Our aim in this study was to evaluate the potential influence of PM air pollution on the clinical course of SLE. We have focused on the effects of variations in levels of fine ambient PM with median aerodynamic diameter ≤ 2.5 μm (PM2.5). The main sources of PM2.5 in the region of the study include road-vehicle emissions and industrial emissions. Such small particles enter the body through airways and can affect immune system pathways (U.S. EPA 2004).

Materials and Methods

Subjects and overview of health assessments

We studied subjects who were followed in a clinical registry at the Lupus Clinic of the McGill University Health Centre (MUHC). All patients in this registry cohort fulfilled the revised American College of Rheumatology (ACR) criteria for SLE (Hochberg 1997; Tan et al. 1982). Subjects in the cohort completed an annual evaluation that consisted of a review of symptoms, medications, physical findings, and laboratory testing. The data were used to construct validated measures of disease activity [SLE Disease Activity Index, version 2000 (SLEDAI-2K)] (Gladman et al. 2002) and damage [Systemic Lupus International Collaborating Clinics/ACR Damage Index (SLICC/ACR)] (Gladman et al. 2002). The SLEDAI-2K is a “weighted” index that provides a measurement of disease activity of the organ systems in SLE over a 10-day period before the annual evaluation. The index includes central nervous system features, vascular involvement, kidney disease, musculoskeletal disease, dermatological features, serosal involvement, immune system activity, hematological features, and constitutional symptoms (see Appendix). Theoretically, patients can score a maximum of 105, but in practice, scores greater than 45 are unusual. In the present study, we analyzed data collected on patients who resided on the island of Montreal (Quebec, Canada) and who were evaluated from January 2000 through September 2007. All subjects consented to be included in the registry, and studies were conducted under ethical approval from the MUHC.

Appendix 1.

SLEDAI-2K data collection sheet. (Check weight in SLEDAI-2K score column if descriptor is present at the time of the visit or in the preceding 10 days.)

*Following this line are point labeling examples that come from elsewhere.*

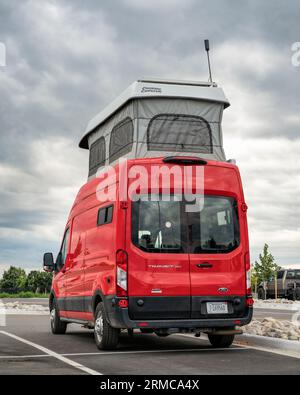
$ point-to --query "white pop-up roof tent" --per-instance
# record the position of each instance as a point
(158, 118)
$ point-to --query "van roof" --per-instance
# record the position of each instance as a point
(145, 88)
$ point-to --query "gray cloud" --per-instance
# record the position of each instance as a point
(66, 60)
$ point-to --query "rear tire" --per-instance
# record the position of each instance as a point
(106, 337)
(163, 334)
(58, 327)
(221, 341)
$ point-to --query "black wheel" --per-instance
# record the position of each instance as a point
(106, 337)
(58, 327)
(221, 341)
(261, 294)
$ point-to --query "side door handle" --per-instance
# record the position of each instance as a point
(205, 265)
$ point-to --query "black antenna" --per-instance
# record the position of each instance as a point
(206, 44)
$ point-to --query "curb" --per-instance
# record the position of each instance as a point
(279, 346)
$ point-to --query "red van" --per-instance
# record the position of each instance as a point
(153, 265)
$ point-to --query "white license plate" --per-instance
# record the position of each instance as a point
(217, 308)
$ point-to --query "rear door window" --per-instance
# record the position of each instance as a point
(158, 226)
(215, 228)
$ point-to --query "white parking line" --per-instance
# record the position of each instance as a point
(53, 354)
(79, 354)
(25, 356)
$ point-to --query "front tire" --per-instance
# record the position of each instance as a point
(221, 341)
(106, 337)
(58, 327)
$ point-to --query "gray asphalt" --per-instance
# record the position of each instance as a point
(259, 314)
(140, 354)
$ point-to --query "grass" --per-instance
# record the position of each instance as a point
(4, 295)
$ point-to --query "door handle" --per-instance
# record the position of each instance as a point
(205, 265)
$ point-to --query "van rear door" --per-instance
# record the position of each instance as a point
(216, 256)
(158, 262)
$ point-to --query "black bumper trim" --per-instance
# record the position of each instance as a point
(119, 318)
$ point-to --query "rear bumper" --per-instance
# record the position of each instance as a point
(119, 318)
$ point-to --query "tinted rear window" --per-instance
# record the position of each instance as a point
(162, 226)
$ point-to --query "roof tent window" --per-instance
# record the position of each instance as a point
(179, 133)
(97, 155)
(121, 139)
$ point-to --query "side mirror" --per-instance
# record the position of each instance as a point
(48, 263)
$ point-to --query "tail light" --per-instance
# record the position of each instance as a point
(249, 302)
(248, 273)
(121, 261)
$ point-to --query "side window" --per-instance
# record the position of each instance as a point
(179, 133)
(64, 249)
(290, 275)
(280, 275)
(121, 140)
(97, 155)
(105, 215)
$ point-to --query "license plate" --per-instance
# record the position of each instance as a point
(217, 308)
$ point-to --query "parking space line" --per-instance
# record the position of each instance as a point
(24, 356)
(53, 354)
(123, 352)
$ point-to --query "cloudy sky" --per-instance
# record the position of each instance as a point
(67, 59)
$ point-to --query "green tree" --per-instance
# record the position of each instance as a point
(13, 280)
(266, 268)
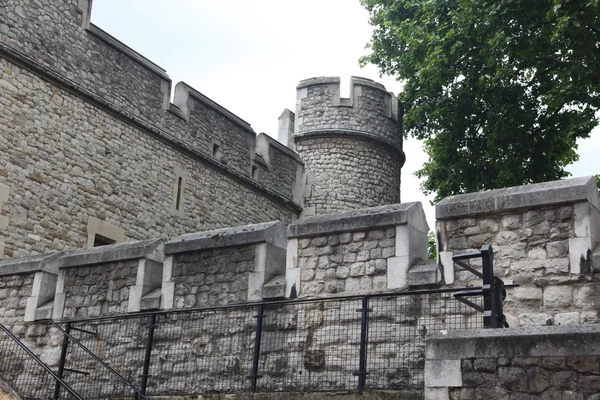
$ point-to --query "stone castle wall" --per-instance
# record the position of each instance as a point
(524, 363)
(544, 238)
(90, 135)
(346, 173)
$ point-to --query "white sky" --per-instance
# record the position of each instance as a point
(249, 55)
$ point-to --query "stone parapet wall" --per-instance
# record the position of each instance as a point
(543, 362)
(544, 237)
(223, 266)
(360, 251)
(345, 262)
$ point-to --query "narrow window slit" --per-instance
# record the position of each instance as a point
(178, 199)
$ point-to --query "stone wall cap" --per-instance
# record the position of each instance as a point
(30, 264)
(519, 197)
(269, 232)
(361, 219)
(319, 80)
(532, 341)
(354, 80)
(151, 248)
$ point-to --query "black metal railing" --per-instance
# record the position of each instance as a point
(100, 379)
(25, 373)
(345, 343)
(493, 291)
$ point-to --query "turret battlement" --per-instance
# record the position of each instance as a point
(370, 109)
(352, 146)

Weight (check) Descriptor Definition
8 ❑ Seizure Recent onset, exclude metabolic, infectious, or drug causes.
8 ❑ Psychosis Altered ability to function in normal activity due to severe disturbance in the perception of reality. Include hallucinations, incoherence, marked loose associations, impoverished thought content, marked illogical thinking, bizarre, disorganized, or catatonic behavior. Exclude uremia and drug causes.
8 ❑ Organic brain syndrome Altered mental function with impaired orientation, memory, or other intellectual function, with rapid onset and fluctuating clinical features, inability to sustain attention to environment, plus at least two of the following: perceptual disturbance, incoherent speech, insomnia or daytime drowsiness, or increased or decreased psychomotor activity. Exclude metabolic, infectious, or drug causes.
8 ❑ Visual disturbance Retinal changes of SLE. Include cytoid bodies, retinal hemorrhages, serous exudates or hemorrhages in the choroids, or optic neuritis. Exclude hypertension, infection, or drug causes.
8 ❑ Cranial nerve disorder New onset of sensory or motor neuropathy involving cranial nerves.
8 ❑ Lupus headache Severe, persistent headache; may be migrainous but must be nonresponsive to narcotic analgesia.
8 ❑ Cerebrovascular accident New onset of cerebrovascular accident(s); exclude arteriosclerosis.
8 ❑ Vasculitis Ulceration, gangrene, tender finger nodules, periungual infarction, splinter hemorrhages, or biopsy or angiogram proof of vasculitis.
4 ❑ Arthritis Two or more joints with pain and signs of inflammation (i.e., tenderness, swelling, or effusion).
4 ❑ Myositis Proximal muscle aching/weakness, associated with elevated creatine phosphokinase/aldolase or electromyogram changes or a biopsy showing myositis.
4 ❑ Urinary casts Heme granular or red blood cell casts.
4 ❑ Hematuria More than five red blood cells/high power field; exclude stone, infection, or other cause.
4 ❑ Proteinuria > 0.5 g/24 hr.
4 ❑ Pyuria More than five white blood cells/high power field; exclude infection.
2 ❑ Rash Inflammatory type rash.
2 ❑ Alopecia Abnormal, patchy, or diffuse loss of hair.
2 ❑ Mucosal ulcers Oral or nasal ulcerations.
2 ❑ Pleurisy Pleuritic chest pain with pleural rub or effusion or pleural thickening.
2 ❑ Pericarditis Pericardial pain with at least one of the following: rub, effusion, or electrocardiogram or echocardiogram confirmation.
2 ❑ Low complement Decrease in the complement proteins C3 and C4 or in total complement activity (CH50), below the lower limit of normal for testing laboratory.
2 ❑ Increased DNA binding Increased DNA binding by Farr assay above normal range for testing laboratory.
1 ❑ Fever > 38°C; exclude infectious cause.
1 ❑ Thrombocytopenia < 100,000 platelets/×109/L; exclude drug causes.
1 ❑ Leukopenia < 3,000 white blood cells/×109/L; exclude drug causes.

Total score

Reproduced with permission from Gladman et al. (2002).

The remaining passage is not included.